In my late teens I worked at a number of Auckland-based boutiques and was given the chance to style editorials for local magazines off the back of meeting people through the stores, and decided that was what I wanted to do. I was obsessed with success, and St Martins seemed at the time the place where anyone who had made it studied. I studied here at AUT for a while then applied, was accepted and left for London.

 Word is also that you interned in the vicinity of Karl Lagerfeld. Got any naughty info on him?

 I worked really hard at fashion school and did well enough to be offered a number of great jobs when I graduated. The opportunity to move to Paris and work under Lagerfeld seemed the most compelling, but being an arrogant young graduate I didn’t enjoy ironing clothes, sewing sequins and fetching people’s lunch too much, and left within six months. No rumours I’m afraid, but he is a very nice guy and I think in my experience the media make him out to be more gruesome that he is. He is still one of the most talented people to have ever worked in the industry and my time in Paris taught me a lot.

 Come to that, ever been in an elevator with Anna Wintour?

 Haha, not an elevator, but when I moved back to London, I worked as a fashion director at a number of magazines, and worked on a Vogue US job. I actually sat through a meeting that Anna Wintour led for at least an hour, there were only four of us in the meeting, so I assumed I wouldn’t have been blanked in the hallways later that day, but it seems I wasn’t memorable enough at the time. She’s an amazing woman though, and deserves all the accolade she gets. She’s one of those rare people who can own a room without blinking.

 Let’s play the name-dropping game. What are the biggest brands you’ve worked with to date?

 I’ve worked a lot with Nike on a number of different levels, I’ve worked with a lot of fashion and lifestyle brands that have meant a lot to me, the likes of Comme des Garçons or The Standard Hotels, but in a more big brand sense, I’ve worked with Toyota, Sony, Mercedes, Levi’s, Warner Bros. and others.
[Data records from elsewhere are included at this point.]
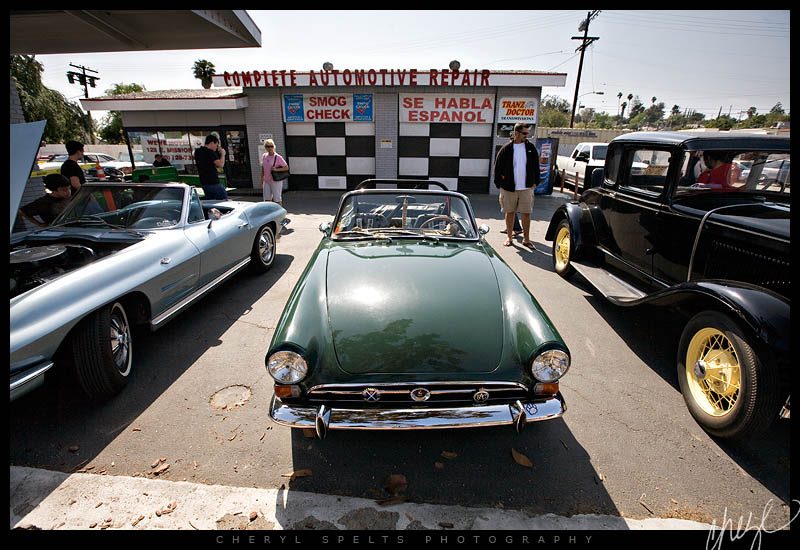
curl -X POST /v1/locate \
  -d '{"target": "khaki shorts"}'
[500,187,533,214]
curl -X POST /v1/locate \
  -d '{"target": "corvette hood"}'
[326,244,503,374]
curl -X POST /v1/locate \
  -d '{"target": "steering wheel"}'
[130,216,172,229]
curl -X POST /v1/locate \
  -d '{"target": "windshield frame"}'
[329,188,483,242]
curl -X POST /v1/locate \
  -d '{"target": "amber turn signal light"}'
[533,382,558,395]
[275,384,300,399]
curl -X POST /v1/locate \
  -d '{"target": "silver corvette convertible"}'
[10,183,286,400]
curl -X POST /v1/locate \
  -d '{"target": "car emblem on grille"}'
[361,388,381,401]
[472,388,489,403]
[411,388,431,401]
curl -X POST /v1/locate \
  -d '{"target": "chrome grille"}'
[307,382,529,408]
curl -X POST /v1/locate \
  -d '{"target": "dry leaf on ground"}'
[383,474,408,495]
[511,447,533,468]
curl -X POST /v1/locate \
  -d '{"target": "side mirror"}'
[590,168,605,187]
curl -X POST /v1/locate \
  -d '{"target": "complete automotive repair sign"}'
[283,94,372,122]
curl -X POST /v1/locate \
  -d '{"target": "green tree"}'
[192,59,215,90]
[11,55,90,143]
[98,83,144,143]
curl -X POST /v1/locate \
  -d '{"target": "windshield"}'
[52,185,184,229]
[117,151,144,162]
[676,151,791,199]
[594,145,608,160]
[332,189,478,240]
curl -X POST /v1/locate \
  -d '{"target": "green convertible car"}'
[265,180,570,438]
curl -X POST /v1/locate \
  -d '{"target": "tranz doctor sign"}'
[497,97,539,124]
[283,94,372,122]
[400,94,494,124]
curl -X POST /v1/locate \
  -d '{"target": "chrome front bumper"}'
[269,393,567,439]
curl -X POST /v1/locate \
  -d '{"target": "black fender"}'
[631,280,790,376]
[544,201,597,258]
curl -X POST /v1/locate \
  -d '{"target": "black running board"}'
[571,261,647,305]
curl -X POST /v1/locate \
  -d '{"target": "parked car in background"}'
[265,180,570,444]
[10,183,286,401]
[546,132,793,438]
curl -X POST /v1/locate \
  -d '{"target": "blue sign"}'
[353,94,372,122]
[533,138,554,195]
[283,94,305,122]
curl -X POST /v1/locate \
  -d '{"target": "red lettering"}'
[355,69,365,86]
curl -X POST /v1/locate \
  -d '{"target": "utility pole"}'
[67,63,100,143]
[569,10,600,128]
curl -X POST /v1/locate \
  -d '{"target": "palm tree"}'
[192,59,214,90]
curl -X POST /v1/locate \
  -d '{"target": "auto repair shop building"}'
[81,67,566,193]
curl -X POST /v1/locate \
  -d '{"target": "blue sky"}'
[37,10,791,122]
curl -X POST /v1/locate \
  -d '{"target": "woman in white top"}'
[261,139,289,206]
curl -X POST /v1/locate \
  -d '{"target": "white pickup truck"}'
[555,141,608,191]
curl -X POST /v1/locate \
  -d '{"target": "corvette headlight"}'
[531,349,569,382]
[267,351,308,384]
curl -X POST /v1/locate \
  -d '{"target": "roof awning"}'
[10,10,261,55]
 Tell us a little about your website SLAMXHYPE ...

 I started SLAMXHYPE in 2003. I was really into sneakers and skateboard brands, but also high fashion, luxury brands and art. I’d always been obsessed with magazines and would buy everything I could get my hands on, but there was no one magazine that catered to my needs, and also there was a lot of news and products on the internet that magazines weren’t catching on to.

I was quite sick at the time, and had a lot of time on my hands, stuck at home, and initially wanted to start a magazine that would fill this gap. I printed a few zines for a few months, and then figured basically it was a pain to have to print them (which normally at the time involved me sneaking into my then-girlfriend’s office after hours and using her printer), then dropping them at stores and friends’ places, and figured there must be an easier way, little did I know, there was a much easier way, a blog.

I was lucky I started SLAMXHYPE at that time when blogs were very new and for a market that was very ready. The site became really successful, advertising dollars came along, then competitors, then business.

 What do you miss about New Zealand when you’re not here?

 The quiet – ironically, that’s also what I hate about it when I am here!

 What was the last thing you were inspired by?

I have a very short attention span and am basically inspired by shapes, colours and the way things look, what the last thing was, I can’t remember, it would have changed.